Research reveals 250m artifacts and 65k container images exposed
Research has revealed that 250 million artifacts and 65,600 container images that were exposed via thousands of misconfigured container images, Red Hat Quay registries, JFrog Artifactory and Sonatype Nexus artifact registries.
The research was performed by Aqua Security’s security research team, Aqua Nautilus, and found that many of the artifacts and container images contained highly confidential and sensitive proprietary code and secrets, leaving five Fortune 500 and thousands of other companies at risk.
Registries and artifact management systems are prime targets for threat actors as they are crucial elements within the software supply chain.
Some organisations open their container and artifact registries to the outside world deliberately, but they are sometimes unaware of, or unable to control, sensitive information and secrets that leak into these registries.
When attackers are able to gain access, they can potentially exploit the entire software development life cycle (SDLC) toolchain and its stored artifacts.
The research showed that, in some cases, organisations have failed to secure these environments properly. In other cases, sensitive information leaked into open source spaces, leaving them exposed to the internet and vulnerable to exploitation.
“We began our research with the goal to better understand misconfigurations in registries, the companies behind these misconfigurations and how a skilled attacker would take advantage of exposed and misconfigured registries,” says Assaf Morag, Lead Threat Researcher, Aqua Nautilus.
“The findings were both surprising and highly concerning. Given the magnitude of the risks we uncovered, we set out to find and alert the impacted companies.”
There are several other findings that Aqua Security’s research found. Sensitive keys, including secrets, credentials or tokens, were found on 1,400 distinct hosts. Private sensitive addresses of end-points were also found on 156 hosts.
Fifty-seven registries were found with critical misconfiguration, and 15 of these allowed admin access with the default password.
The research also detected more than 2,100 artifact registries with upload permissions, which may allow attackers to poison the registry with malicious code.
In some cases, sensitive information, such as secrets, keys, and passwords, could be gained that could be used to launch a severe software supply chain attack.
Importantly, this research impacted companies globally, ranging from small to large organisations - including two large cyber security vendors.
One Fortune 500 company that was affected is IBM. The company had an internal container registry exposed online and was quick to close internet access to the environments, mitigating the risks after Aqua Security’s research was disclosed. Other potentially impacted organisations included Alibaba, Siemens and Cisco.
The research showed that many organisations did not have a responsible disclosure program in place, which allows security researchers to report potential vulnerabilities. Organisations with a responsible disclosure program could fix a misconfiguration in less than a week.
“These findings by Aqua Nautilus highlight the need for increased awareness regarding software supply chain security best practices among developers and application security teams,” adds Katie Norton, Senior Research Analyst, DevOps & DevSecOps, IDC.

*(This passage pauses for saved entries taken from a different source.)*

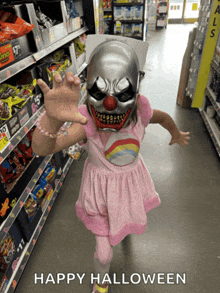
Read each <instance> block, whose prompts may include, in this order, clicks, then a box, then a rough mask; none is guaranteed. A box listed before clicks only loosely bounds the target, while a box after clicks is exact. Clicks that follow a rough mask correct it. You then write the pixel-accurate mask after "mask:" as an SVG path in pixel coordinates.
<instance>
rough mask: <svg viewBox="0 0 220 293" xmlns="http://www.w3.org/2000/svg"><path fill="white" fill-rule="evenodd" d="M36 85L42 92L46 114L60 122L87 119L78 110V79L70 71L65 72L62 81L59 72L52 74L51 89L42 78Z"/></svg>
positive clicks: (50, 117)
mask: <svg viewBox="0 0 220 293" xmlns="http://www.w3.org/2000/svg"><path fill="white" fill-rule="evenodd" d="M38 85H39V87H40V88H41V90H42V92H43V94H44V105H45V108H46V111H47V115H48V116H49V117H50V118H52V119H54V120H58V121H62V122H78V123H81V124H86V123H87V119H86V118H85V117H84V116H82V115H81V114H80V113H79V111H78V107H77V106H78V101H79V90H80V79H79V77H77V76H74V75H73V73H72V72H67V73H66V74H65V79H64V82H63V81H62V77H61V76H60V75H59V74H55V75H54V79H53V89H52V90H50V88H49V87H48V86H47V84H46V83H45V82H44V81H43V80H42V79H39V80H38Z"/></svg>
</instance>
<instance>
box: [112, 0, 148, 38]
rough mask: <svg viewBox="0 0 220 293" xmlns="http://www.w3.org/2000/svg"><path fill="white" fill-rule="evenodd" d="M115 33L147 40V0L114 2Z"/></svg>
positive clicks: (113, 6) (114, 24)
mask: <svg viewBox="0 0 220 293" xmlns="http://www.w3.org/2000/svg"><path fill="white" fill-rule="evenodd" d="M112 13H113V18H112V20H113V24H114V34H115V35H121V36H125V37H132V38H136V39H140V40H143V41H145V40H146V26H147V1H145V0H141V1H138V2H135V1H134V2H129V3H126V2H123V3H122V2H120V1H117V2H116V1H113V2H112Z"/></svg>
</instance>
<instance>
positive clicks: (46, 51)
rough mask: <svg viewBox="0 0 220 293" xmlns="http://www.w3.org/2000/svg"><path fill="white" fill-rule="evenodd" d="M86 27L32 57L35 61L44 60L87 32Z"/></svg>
mask: <svg viewBox="0 0 220 293" xmlns="http://www.w3.org/2000/svg"><path fill="white" fill-rule="evenodd" d="M87 30H88V29H87V27H84V28H81V29H78V30H76V31H75V32H73V33H71V34H69V35H68V36H65V38H63V39H61V40H59V41H58V42H56V43H54V44H52V45H50V46H49V47H47V48H45V49H43V50H41V51H40V52H37V53H35V54H33V57H34V59H35V61H36V62H37V61H39V60H40V59H42V58H44V57H45V56H47V55H49V54H50V53H52V52H53V51H55V50H57V49H59V48H60V47H62V46H64V45H65V44H67V43H69V42H70V41H72V40H73V39H75V38H77V37H78V36H80V35H82V34H84V33H85V32H86V31H87Z"/></svg>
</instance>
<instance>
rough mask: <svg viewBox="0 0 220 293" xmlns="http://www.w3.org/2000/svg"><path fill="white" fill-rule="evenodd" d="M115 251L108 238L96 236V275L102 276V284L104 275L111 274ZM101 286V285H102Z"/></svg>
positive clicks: (94, 254)
mask: <svg viewBox="0 0 220 293" xmlns="http://www.w3.org/2000/svg"><path fill="white" fill-rule="evenodd" d="M112 257H113V249H112V246H111V245H110V243H109V238H108V237H107V236H104V237H101V236H96V251H95V254H94V267H95V273H96V274H100V282H102V280H103V278H104V275H105V274H108V273H109V269H110V263H111V260H112ZM100 285H101V284H100Z"/></svg>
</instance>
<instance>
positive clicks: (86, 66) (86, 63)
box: [76, 63, 88, 76]
mask: <svg viewBox="0 0 220 293" xmlns="http://www.w3.org/2000/svg"><path fill="white" fill-rule="evenodd" d="M87 65H88V64H87V63H83V65H82V66H80V68H79V69H78V70H77V74H76V75H77V76H79V75H80V73H82V72H83V70H85V69H86V67H87Z"/></svg>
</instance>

“The explosion in code and use of open source, coupled with DevOps practices in rapid application development and delivery has left organisations behind and needing to catch up in terms of governance, security controls, and education.”
The Aqua Nautilus researchers had some recommendations for security teams that they should act on immediately:
- Check if any registries or artifact management systems are exposed to the internet.
- If the registry is connected to the internet by design, check that the version isn’t critically vulnerable and that you are not using the default password. Then verify that the passwords are strong enough and regularly rotate passwords.
- In addition, verify that the anonymous user is disabled. If the anonymous user is purposely enabled, verify minimal privileges and regularly scan your public artifacts in your repository to verify they do not contain any secrets or sensitive information.
- Rotate any secrets that may have been exposed.
“Our findings illustrate how easy it is for an attacker to compromise an organisation’s SDLC as well as underscore the serious threat of overlooking simple configuration errors,” continues Morag.
“Moving forward, security teams should ensure they have responsible disclosure programs in place and invest more in detecting and mitigating threats to the software supply chain.”